Jill Sanborn, executive assistant director of the FBI’s National Security Branch, testifies remotely in front of a virtual hearing of the Senate Judiciary Committee on the threat of domestic terrorism, January 11, 2022, in Washington, as seen from a video monitor.

“We assess domestic violent extremist responses to socio-political incidents and the circumstances under which the threat of violence will continue,” she said. “Racially or ethnically motivated violent extremists and anti-government or anti-incumbency violent extremists will continue to face the most serious threats.”

An unclassified US intelligence assessment released in March warned of a wider threat from domestic extremists, focusing its concern on criminals and small cells alone, all subscribing to a diverse set of violent ideologies but “recent political and social Inspired by events.”

President Joe Biden last year issued a strategy to combat domestic terrorism, calling for the hiring of additional domestic terrorism analysts, investigators and prosecutors.

During Tuesday’s hearing, Chuck Grassley, the ranking Republican on the Senate Judiciary Committee, criticized Biden’s strategy for focusing too much on the January 6 riots at the U.S. Capitol and ignoring what he described as the anti-police riots, which have led to our Shook the country for seven. whole month. ,

“There was almost no mention of left-wing terrorism,” Grassley said in his opening statement, citing testimony by FBI Director Ray, “about the vulnerabilities in the left-wing domestic terrorism program that prevented the FBI from gaining that visibility. What they needed.
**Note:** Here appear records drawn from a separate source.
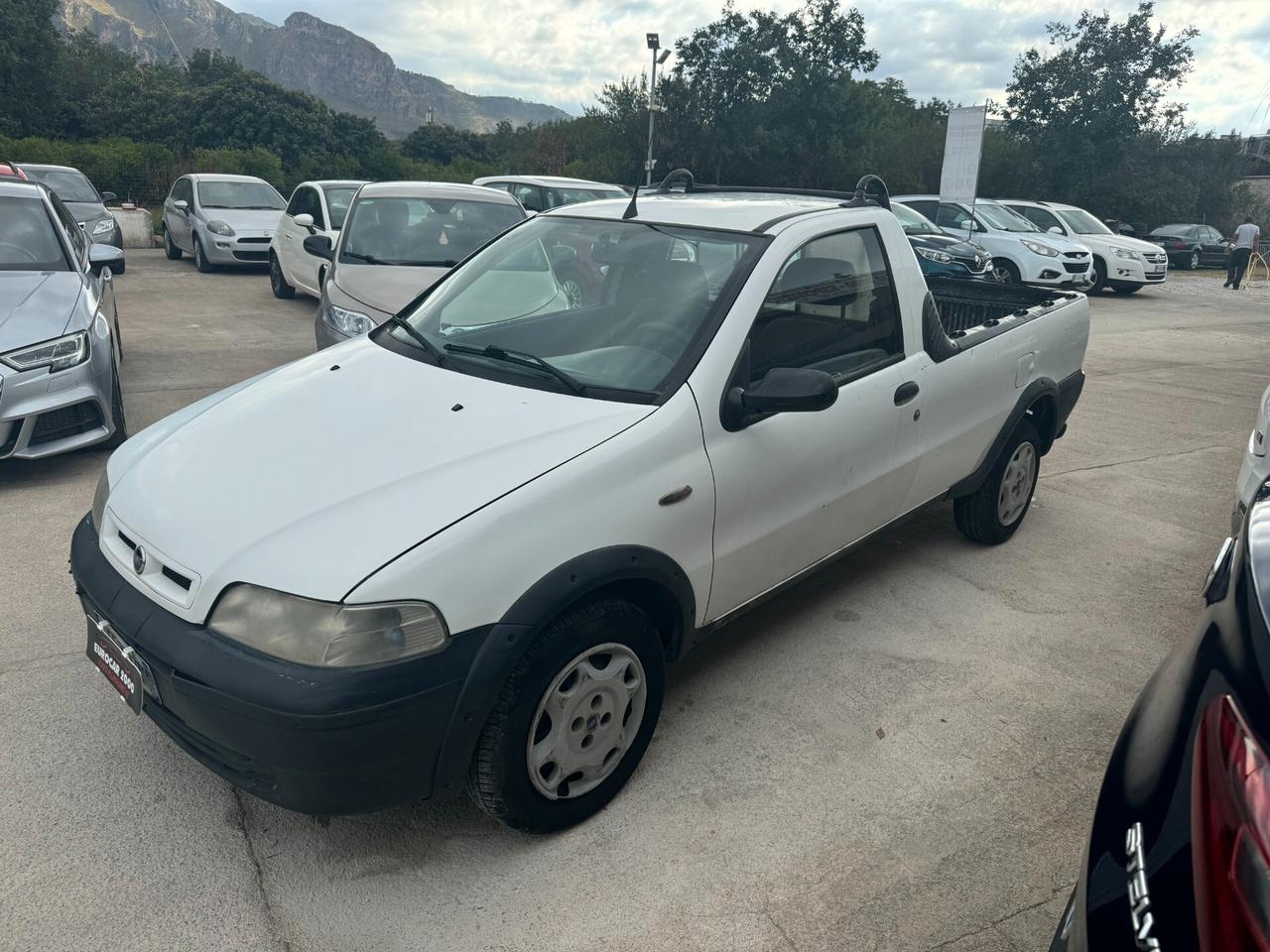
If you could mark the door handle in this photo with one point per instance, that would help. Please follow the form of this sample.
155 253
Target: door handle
905 393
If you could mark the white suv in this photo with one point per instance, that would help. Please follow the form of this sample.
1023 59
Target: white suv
1019 252
1120 263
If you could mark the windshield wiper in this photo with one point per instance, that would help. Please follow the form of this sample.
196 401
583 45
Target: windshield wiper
429 347
524 358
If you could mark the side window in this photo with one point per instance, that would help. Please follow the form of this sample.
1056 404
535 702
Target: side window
832 307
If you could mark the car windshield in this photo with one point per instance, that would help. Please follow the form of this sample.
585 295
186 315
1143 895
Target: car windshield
613 304
1002 218
912 222
338 198
422 231
1082 222
239 194
27 239
67 184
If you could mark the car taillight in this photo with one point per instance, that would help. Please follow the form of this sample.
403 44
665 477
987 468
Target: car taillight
1230 832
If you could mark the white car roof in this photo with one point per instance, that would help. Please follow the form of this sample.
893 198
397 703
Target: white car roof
435 189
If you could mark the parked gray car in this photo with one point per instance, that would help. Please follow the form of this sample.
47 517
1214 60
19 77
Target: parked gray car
82 200
221 220
60 345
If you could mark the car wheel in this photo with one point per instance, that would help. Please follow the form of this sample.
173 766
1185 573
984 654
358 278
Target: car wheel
993 513
572 720
1005 272
281 289
199 258
169 246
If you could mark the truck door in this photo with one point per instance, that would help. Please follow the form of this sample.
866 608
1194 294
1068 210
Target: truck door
795 488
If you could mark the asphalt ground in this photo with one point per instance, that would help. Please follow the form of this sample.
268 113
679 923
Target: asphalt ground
901 753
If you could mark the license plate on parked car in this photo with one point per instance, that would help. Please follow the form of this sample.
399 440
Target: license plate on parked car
117 661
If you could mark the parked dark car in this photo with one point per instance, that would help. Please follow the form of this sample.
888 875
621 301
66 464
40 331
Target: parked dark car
84 202
938 252
1178 853
1191 245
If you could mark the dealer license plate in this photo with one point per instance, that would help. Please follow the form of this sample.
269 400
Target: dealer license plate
117 661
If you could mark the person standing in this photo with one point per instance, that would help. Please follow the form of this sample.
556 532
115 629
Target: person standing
1245 241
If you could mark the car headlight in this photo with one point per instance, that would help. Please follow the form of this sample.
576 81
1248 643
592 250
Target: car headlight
99 497
347 322
56 354
942 257
326 634
1037 248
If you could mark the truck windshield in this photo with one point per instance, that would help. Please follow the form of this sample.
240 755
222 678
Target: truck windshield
613 304
1082 222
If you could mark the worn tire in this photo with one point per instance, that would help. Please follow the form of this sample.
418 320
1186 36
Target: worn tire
976 515
277 280
499 775
169 246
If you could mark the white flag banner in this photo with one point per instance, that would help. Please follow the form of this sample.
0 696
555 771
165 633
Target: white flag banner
962 149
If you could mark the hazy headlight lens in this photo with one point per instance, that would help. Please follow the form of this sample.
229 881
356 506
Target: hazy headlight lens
55 354
326 634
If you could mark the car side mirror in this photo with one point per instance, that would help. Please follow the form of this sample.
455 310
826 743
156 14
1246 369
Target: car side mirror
783 390
318 246
100 255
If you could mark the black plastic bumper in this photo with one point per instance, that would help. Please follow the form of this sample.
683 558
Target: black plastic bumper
310 739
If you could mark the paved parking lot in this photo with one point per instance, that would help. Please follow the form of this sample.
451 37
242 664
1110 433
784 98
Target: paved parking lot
902 753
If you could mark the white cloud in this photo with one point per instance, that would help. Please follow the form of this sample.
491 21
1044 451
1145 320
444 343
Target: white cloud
563 51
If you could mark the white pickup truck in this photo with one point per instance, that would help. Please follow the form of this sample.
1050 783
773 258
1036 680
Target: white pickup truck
461 549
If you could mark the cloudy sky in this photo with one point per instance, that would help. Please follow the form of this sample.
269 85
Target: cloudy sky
562 51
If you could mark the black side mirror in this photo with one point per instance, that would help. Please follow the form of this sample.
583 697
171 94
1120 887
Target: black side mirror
318 246
783 390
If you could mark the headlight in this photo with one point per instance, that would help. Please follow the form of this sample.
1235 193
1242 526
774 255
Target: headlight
1037 248
348 322
942 257
56 354
326 634
103 493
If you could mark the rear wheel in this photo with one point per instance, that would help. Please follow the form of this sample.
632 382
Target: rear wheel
277 280
993 513
572 720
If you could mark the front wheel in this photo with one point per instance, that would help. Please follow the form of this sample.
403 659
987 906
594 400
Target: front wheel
993 513
572 720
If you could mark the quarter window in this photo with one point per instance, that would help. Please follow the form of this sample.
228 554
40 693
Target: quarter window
832 307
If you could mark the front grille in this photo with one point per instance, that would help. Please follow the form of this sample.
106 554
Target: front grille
66 421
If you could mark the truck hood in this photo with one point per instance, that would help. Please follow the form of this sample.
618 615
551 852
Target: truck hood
385 287
36 306
313 476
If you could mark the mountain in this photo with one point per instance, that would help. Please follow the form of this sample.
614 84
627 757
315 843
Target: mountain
304 54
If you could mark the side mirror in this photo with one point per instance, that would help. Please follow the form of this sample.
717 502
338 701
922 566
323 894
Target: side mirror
318 246
784 390
104 257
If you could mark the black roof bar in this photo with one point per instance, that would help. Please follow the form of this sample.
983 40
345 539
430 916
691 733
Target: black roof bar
869 190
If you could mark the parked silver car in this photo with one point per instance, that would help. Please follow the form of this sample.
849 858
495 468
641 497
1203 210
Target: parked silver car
221 220
82 200
398 240
59 329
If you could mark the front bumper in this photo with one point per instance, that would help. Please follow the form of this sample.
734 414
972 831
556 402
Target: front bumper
309 739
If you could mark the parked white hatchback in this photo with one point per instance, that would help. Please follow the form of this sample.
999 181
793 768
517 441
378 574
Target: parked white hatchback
316 208
1121 263
461 549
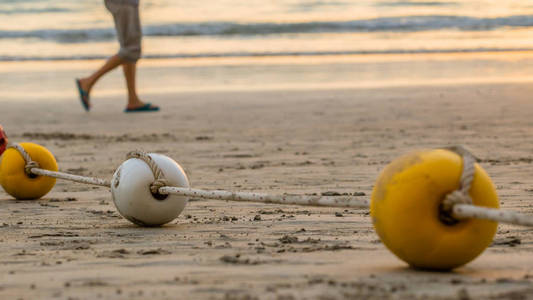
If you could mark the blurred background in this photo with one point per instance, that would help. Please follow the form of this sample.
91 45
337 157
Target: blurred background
283 44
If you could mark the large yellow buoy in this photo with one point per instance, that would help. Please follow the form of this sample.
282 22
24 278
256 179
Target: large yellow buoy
405 210
14 179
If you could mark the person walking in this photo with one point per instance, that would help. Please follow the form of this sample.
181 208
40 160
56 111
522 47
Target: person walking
128 27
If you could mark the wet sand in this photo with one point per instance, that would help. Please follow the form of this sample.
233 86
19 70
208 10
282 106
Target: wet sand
73 243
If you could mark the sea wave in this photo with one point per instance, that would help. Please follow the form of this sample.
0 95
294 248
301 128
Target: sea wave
268 54
389 24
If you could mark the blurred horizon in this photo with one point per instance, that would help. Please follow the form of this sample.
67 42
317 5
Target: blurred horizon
80 30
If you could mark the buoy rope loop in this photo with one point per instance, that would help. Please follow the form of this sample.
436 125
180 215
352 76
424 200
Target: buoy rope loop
29 163
462 194
159 177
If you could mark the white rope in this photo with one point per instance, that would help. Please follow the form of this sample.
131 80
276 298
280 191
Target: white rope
307 200
467 211
71 177
459 210
159 177
32 168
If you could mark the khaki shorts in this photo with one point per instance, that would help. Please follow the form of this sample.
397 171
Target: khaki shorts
128 26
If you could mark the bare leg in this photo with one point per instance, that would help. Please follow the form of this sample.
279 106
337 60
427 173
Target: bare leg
87 83
130 75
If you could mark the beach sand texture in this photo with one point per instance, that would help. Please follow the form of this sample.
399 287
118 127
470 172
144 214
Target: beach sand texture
72 244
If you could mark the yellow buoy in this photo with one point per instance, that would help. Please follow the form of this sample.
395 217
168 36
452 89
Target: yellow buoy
14 179
405 210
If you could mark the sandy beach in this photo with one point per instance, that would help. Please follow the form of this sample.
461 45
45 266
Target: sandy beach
72 244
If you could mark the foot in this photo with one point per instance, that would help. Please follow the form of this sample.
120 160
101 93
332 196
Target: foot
141 107
84 90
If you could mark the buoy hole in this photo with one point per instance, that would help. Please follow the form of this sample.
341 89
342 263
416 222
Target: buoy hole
160 197
32 176
446 217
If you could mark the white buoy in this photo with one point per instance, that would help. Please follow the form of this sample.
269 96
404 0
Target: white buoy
130 188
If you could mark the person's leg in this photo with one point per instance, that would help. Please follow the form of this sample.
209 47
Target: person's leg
130 69
88 82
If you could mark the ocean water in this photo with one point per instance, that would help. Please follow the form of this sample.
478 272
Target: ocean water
83 29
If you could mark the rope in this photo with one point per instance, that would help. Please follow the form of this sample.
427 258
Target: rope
459 201
462 194
306 200
458 204
32 168
467 211
159 177
30 164
71 177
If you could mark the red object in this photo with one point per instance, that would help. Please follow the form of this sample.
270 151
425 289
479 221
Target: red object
3 140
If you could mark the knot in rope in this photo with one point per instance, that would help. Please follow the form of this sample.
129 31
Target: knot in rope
159 177
462 194
29 163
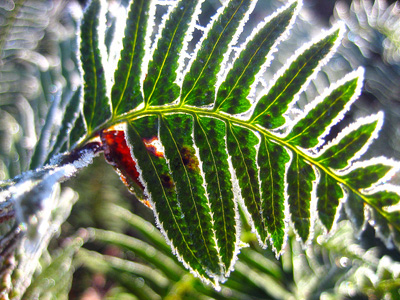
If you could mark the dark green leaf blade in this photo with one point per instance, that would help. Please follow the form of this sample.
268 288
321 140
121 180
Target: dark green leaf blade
199 83
386 196
354 207
232 93
270 108
77 132
162 191
300 179
364 174
242 148
159 86
272 160
329 194
209 134
185 168
306 132
126 93
350 143
96 106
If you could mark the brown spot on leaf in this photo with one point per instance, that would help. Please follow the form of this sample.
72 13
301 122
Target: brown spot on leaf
118 154
153 146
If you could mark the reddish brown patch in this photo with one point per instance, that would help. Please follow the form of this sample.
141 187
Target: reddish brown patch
152 148
189 158
166 181
118 154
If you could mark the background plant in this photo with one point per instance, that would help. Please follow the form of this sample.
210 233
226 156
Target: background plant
56 143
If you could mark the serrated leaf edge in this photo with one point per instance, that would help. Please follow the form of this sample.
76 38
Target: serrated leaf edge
270 57
359 74
337 27
378 117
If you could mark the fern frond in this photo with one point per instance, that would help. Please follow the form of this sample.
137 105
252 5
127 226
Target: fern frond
198 143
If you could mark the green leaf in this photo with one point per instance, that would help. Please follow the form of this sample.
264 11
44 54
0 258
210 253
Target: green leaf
126 92
77 132
232 93
198 87
242 149
272 160
300 179
364 174
172 215
185 169
198 162
96 106
316 121
209 135
350 143
355 209
329 194
159 86
270 108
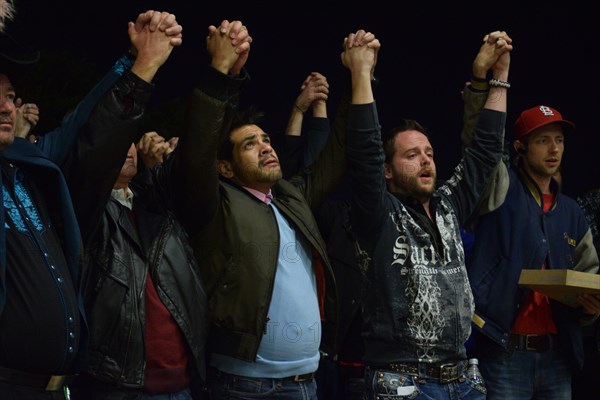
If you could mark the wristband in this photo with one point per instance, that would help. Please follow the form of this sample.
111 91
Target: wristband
499 83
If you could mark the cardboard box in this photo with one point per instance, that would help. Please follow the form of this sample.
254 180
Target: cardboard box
563 285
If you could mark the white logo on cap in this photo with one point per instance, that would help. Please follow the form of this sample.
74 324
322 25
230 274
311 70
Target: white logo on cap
547 111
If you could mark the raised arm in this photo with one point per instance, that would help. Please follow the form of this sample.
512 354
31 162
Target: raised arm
228 46
113 125
298 152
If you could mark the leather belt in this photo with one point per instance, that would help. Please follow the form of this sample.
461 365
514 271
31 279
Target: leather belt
443 372
301 378
49 383
539 343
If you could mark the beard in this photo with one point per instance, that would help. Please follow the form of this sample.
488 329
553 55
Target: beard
256 174
411 186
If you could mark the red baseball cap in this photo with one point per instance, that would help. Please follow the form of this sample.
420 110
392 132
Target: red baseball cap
536 117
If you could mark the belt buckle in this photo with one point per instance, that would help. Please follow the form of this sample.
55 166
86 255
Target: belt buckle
304 377
448 372
55 383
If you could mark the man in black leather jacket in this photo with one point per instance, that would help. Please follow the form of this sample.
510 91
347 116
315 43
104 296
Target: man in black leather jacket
144 298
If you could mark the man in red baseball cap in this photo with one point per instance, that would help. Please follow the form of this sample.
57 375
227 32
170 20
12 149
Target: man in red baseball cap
528 344
539 141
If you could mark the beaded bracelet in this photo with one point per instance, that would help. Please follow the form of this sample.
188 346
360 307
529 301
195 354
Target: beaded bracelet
499 83
480 80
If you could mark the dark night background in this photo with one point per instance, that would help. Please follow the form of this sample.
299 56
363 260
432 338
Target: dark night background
426 56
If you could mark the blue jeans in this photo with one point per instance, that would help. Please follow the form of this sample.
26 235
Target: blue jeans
126 394
524 375
224 386
388 385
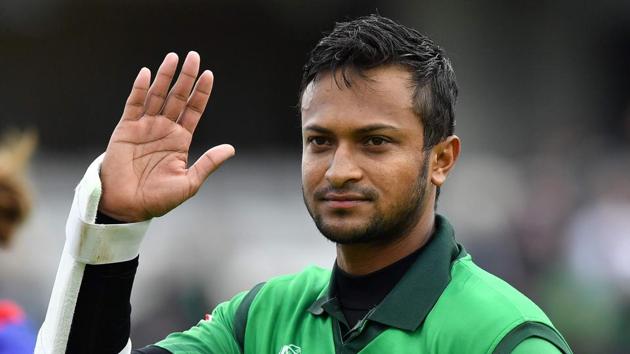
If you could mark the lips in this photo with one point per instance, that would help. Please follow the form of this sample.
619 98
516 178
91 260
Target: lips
343 200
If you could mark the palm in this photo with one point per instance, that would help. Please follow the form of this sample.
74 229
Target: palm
145 173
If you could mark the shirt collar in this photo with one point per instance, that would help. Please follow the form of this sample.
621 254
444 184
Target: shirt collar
411 300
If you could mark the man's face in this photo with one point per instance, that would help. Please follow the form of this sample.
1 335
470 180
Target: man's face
364 173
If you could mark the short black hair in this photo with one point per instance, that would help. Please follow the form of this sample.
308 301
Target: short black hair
374 41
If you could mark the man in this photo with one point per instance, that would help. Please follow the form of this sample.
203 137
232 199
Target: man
377 104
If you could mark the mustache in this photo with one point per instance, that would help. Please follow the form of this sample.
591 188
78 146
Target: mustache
364 192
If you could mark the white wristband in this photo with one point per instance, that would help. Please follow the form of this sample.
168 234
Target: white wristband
92 243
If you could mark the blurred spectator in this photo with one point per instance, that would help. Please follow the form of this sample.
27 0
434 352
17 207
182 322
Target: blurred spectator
16 334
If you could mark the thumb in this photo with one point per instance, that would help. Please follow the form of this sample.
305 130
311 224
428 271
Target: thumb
208 163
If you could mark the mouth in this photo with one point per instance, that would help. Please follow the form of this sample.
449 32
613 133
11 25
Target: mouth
344 201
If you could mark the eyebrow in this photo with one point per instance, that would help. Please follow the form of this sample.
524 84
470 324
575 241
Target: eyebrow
363 130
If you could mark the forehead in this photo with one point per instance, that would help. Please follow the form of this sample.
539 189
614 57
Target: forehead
380 94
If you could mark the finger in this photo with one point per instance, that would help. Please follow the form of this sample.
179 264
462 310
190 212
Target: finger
157 92
208 163
197 102
135 102
178 96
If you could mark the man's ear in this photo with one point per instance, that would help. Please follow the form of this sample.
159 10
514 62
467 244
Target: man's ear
443 158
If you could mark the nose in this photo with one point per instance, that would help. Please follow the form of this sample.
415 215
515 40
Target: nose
343 168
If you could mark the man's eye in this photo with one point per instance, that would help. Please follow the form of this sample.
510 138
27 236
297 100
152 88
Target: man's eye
318 140
376 141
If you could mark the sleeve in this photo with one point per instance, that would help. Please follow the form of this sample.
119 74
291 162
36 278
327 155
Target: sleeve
213 336
536 346
97 265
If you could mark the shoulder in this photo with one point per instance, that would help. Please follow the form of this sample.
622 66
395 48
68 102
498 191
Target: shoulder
477 291
481 309
309 283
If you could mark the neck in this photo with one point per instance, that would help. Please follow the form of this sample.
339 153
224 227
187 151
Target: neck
361 259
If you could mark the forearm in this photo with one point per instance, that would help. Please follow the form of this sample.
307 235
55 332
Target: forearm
90 298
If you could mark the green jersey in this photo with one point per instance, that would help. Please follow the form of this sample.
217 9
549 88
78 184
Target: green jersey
443 304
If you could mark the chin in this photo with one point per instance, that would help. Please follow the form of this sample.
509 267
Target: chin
343 234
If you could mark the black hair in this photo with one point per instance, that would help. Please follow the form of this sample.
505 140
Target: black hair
374 41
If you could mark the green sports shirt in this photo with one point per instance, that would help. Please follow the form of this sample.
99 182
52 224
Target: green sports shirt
443 304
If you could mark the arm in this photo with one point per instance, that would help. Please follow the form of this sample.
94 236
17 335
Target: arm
536 345
143 174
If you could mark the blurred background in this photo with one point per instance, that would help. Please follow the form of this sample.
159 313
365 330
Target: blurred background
540 197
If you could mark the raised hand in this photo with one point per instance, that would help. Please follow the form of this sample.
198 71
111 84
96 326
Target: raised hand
145 170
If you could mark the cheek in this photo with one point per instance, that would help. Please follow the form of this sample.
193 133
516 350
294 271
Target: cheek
395 180
311 174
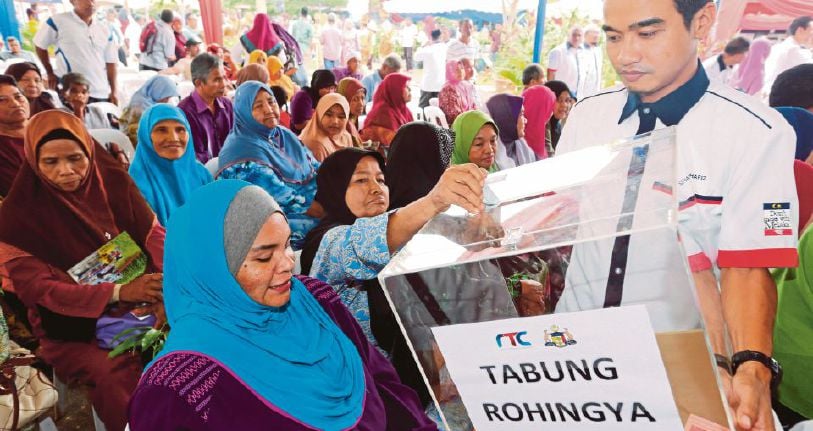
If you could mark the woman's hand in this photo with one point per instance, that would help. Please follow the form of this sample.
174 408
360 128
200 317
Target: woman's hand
145 288
460 185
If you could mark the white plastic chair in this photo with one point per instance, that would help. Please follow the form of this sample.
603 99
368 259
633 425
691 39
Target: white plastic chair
112 135
185 88
212 166
433 114
107 108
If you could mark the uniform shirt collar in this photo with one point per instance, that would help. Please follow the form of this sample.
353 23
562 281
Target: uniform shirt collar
671 108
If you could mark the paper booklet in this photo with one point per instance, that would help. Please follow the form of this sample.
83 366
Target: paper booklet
119 261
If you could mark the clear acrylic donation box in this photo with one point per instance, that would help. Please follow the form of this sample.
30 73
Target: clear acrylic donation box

The riots from that time till now.”

Democrat Dick Durbin, chairman of the Senate Judiciary Committee, alleged in his opening remarks that the threat scenario is more alarming by Republican lawmakers who have come out in support of former President Donald Trump’s allegations.

“He justified the worst attack on our Capitol since the War of 1812,” Durbin said. “And, in turn, they are normalizing the use of violence to achieve political goals.”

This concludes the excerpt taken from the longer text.